2.0 KiB
2.0 KiB
ADR-0006: Artifact handling and transport
Status: Accepted — 2026-05-23
Context
Jobs must "transmit artifacts when done." For a chat completion the obvious artifact is the assistant's text/tool-call output, but the term is deliberately broader: a job may produce structured data, multiple named outputs, or content too large to embed comfortably in a webhook body.
Decision
An artifact is a named, typed blob attached to a completed job:
{ "name": "completion", "content_type": "application/json", "size": 1234,
"inline": { ... }, "url": null }
- The primary completion is always emitted as an artifact named
completion(the native-Ollama response shape), so there is one consistent access pattern. - Additional artifacts use distinct names.

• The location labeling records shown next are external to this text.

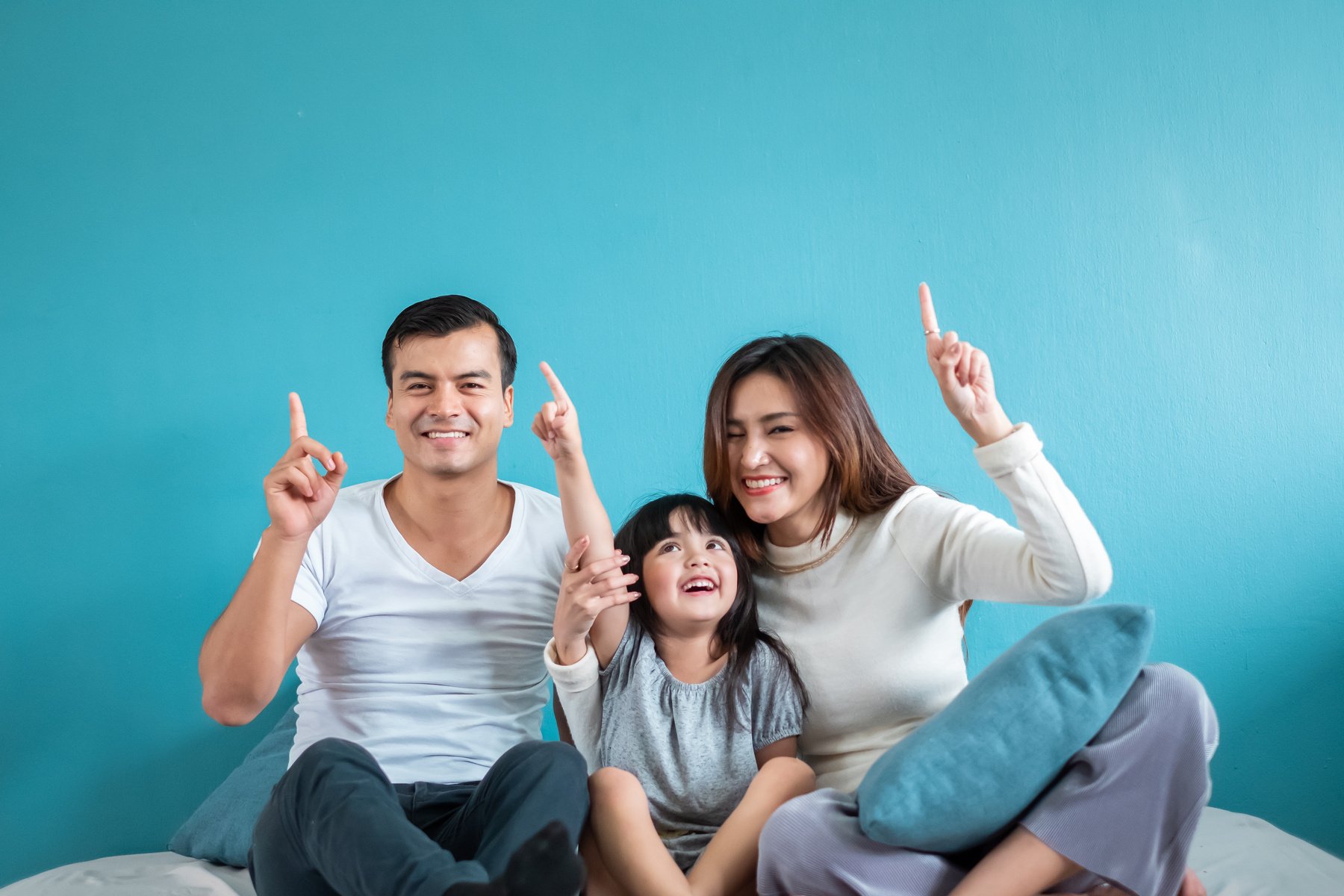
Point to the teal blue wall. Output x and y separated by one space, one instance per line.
1133 207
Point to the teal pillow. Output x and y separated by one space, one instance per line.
976 766
221 828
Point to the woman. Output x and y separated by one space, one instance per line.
859 568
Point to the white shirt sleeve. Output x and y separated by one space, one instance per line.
579 694
308 588
964 554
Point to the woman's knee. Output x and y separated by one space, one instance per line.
1176 700
794 827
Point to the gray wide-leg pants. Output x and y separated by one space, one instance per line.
1124 808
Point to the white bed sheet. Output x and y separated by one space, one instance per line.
1234 855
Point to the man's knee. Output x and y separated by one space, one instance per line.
326 755
547 759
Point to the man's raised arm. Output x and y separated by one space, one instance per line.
252 644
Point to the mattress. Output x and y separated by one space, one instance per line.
1234 855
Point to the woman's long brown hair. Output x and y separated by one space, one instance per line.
863 474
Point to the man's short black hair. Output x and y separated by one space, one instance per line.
441 316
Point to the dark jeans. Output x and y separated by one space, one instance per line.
335 825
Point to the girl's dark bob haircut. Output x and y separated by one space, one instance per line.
738 632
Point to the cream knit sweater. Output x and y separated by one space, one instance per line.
875 630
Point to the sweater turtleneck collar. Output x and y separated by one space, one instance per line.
808 551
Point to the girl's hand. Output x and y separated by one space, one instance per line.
964 376
558 423
585 593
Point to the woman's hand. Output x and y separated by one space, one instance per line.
585 593
964 376
558 423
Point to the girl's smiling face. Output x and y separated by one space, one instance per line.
690 578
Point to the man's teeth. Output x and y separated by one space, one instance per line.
761 484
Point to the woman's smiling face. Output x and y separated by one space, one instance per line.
776 462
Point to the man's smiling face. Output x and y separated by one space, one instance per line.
448 403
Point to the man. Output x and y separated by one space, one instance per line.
418 609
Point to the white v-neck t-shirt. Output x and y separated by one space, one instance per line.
433 676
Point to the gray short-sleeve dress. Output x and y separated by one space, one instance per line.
695 766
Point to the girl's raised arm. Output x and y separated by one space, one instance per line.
585 520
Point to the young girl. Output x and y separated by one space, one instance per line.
697 741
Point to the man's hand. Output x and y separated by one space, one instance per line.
558 423
297 499
585 593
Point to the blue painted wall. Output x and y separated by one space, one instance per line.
1136 208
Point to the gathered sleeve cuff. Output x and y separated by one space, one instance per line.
1055 556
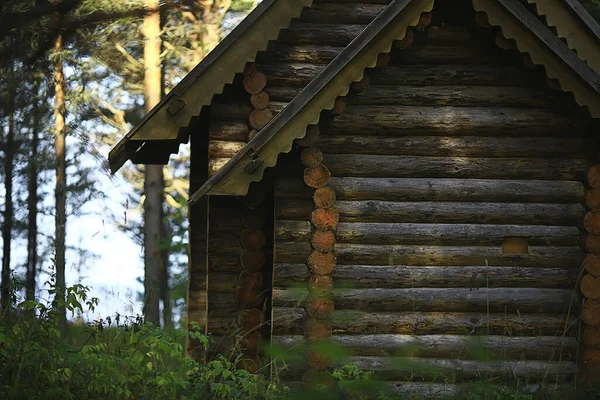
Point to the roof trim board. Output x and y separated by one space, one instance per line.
209 77
277 137
545 48
569 26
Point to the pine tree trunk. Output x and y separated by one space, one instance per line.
8 203
61 179
153 175
32 200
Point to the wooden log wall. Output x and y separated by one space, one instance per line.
451 147
590 282
239 259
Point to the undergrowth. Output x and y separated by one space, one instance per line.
125 358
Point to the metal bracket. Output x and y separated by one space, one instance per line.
253 164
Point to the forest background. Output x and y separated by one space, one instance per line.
75 77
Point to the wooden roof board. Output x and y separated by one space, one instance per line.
545 48
209 77
278 136
575 25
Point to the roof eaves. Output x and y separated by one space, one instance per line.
209 77
249 163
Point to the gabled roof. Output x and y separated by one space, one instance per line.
516 21
163 123
574 64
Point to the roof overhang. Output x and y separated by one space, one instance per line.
162 125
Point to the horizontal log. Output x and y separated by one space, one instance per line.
224 149
447 346
538 256
283 53
380 166
289 321
291 74
440 212
466 146
230 130
405 368
456 190
528 300
300 32
454 74
356 254
439 234
488 121
461 96
341 13
408 276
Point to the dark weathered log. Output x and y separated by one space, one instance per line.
292 74
324 197
319 307
325 218
592 264
311 157
378 166
322 34
320 285
230 130
482 19
288 321
215 164
440 212
255 82
312 54
250 318
405 42
383 60
461 96
459 121
427 369
362 85
388 277
591 222
260 101
439 234
224 149
258 119
321 263
317 177
443 299
448 346
591 337
252 239
466 146
429 75
504 43
590 287
591 312
339 106
315 330
594 176
310 138
539 256
323 241
252 260
342 13
454 189
353 254
592 198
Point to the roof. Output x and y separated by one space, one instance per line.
575 63
163 123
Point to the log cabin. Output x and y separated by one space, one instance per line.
403 178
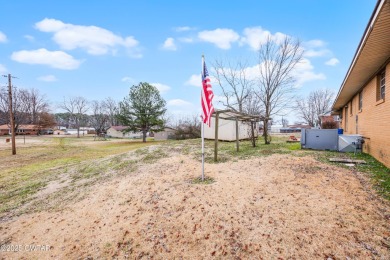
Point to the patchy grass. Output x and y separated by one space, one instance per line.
206 180
379 173
33 167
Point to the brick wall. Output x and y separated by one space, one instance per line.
373 120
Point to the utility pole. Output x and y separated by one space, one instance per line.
11 115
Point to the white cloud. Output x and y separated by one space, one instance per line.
316 53
314 44
3 37
315 48
161 87
195 80
256 36
222 38
179 103
332 62
55 59
128 79
169 44
95 40
29 37
186 39
3 69
183 29
304 72
47 78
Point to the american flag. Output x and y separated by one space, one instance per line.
206 96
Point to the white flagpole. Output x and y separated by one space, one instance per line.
202 127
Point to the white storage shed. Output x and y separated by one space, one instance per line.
227 126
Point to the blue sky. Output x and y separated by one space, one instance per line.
98 49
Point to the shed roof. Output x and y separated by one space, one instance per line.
233 115
372 53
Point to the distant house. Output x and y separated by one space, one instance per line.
116 131
329 120
361 102
168 133
74 132
294 128
25 130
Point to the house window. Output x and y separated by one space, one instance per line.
346 119
381 85
350 108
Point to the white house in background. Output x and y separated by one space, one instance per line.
116 131
227 127
74 132
168 133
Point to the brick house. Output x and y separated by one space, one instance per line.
361 101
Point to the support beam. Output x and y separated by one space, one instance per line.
237 137
216 137
253 133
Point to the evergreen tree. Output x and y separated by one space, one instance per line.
142 110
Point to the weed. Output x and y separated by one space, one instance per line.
206 180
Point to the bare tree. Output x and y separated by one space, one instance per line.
319 102
275 86
76 107
37 104
20 106
235 84
112 109
188 127
100 118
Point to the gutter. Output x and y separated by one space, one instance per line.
362 43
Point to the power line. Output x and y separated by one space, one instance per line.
11 113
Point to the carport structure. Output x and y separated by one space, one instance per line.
234 116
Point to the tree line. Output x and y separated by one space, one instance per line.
269 88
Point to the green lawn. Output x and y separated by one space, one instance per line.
23 175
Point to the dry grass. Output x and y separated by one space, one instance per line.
270 206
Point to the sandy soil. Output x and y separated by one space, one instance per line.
274 207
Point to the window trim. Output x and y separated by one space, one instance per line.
381 85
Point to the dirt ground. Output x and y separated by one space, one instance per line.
275 207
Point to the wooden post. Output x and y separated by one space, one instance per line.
237 138
216 137
253 134
11 115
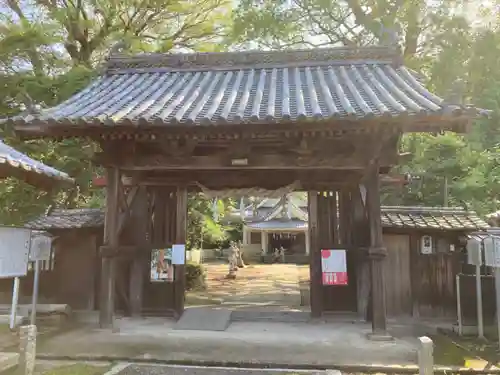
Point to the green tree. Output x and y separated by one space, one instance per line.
49 50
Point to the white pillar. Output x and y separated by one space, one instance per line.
308 242
245 235
425 356
263 241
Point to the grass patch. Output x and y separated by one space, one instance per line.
78 369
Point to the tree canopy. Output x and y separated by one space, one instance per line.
50 49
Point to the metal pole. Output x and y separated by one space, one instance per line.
459 307
445 195
479 301
34 301
497 289
15 299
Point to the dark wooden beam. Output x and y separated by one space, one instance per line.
252 162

Transport: inline vs fetch
- Small artifacts (under a configurable threshold, default ~256 KB) are
delivered inline in the
donewebhook (inlinepopulated,urlnull) and inGET /jobs/{id}. - Large artifacts exceed the threshold: the webhook/
GETcarries metadata plus aurl(GET /jobs/{id}/artifacts/{name}), and the bytes are fetched on demand. This keeps webhook payloads bounded and avoids shipping megabytes through a callback POST.
Retention
Artifacts are stored alongside the job in SQLite (ADR-0008) and pruned with the job after a configurable TTL. No separate blob store in v1; revisit only if artifact sizes outgrow SQLite comfort (single-digit MB).
Consequences
- One uniform way to read output (
completionartifact), extensible to richer jobs later without protocol changes. - Webhook bodies stay small; large outputs don't bloat or break delivery.
- A pull endpoint for artifacts means a missed/oversized webhook never loses data.
Alternatives considered
- Always inline. Simple but risks huge webhook bodies and SQLite row bloat in the hot path. Rejected.
- External object store (S3/MinIO) from day one. Over-engineered for the expected sizes; deferred behind the TTL/threshold knobs.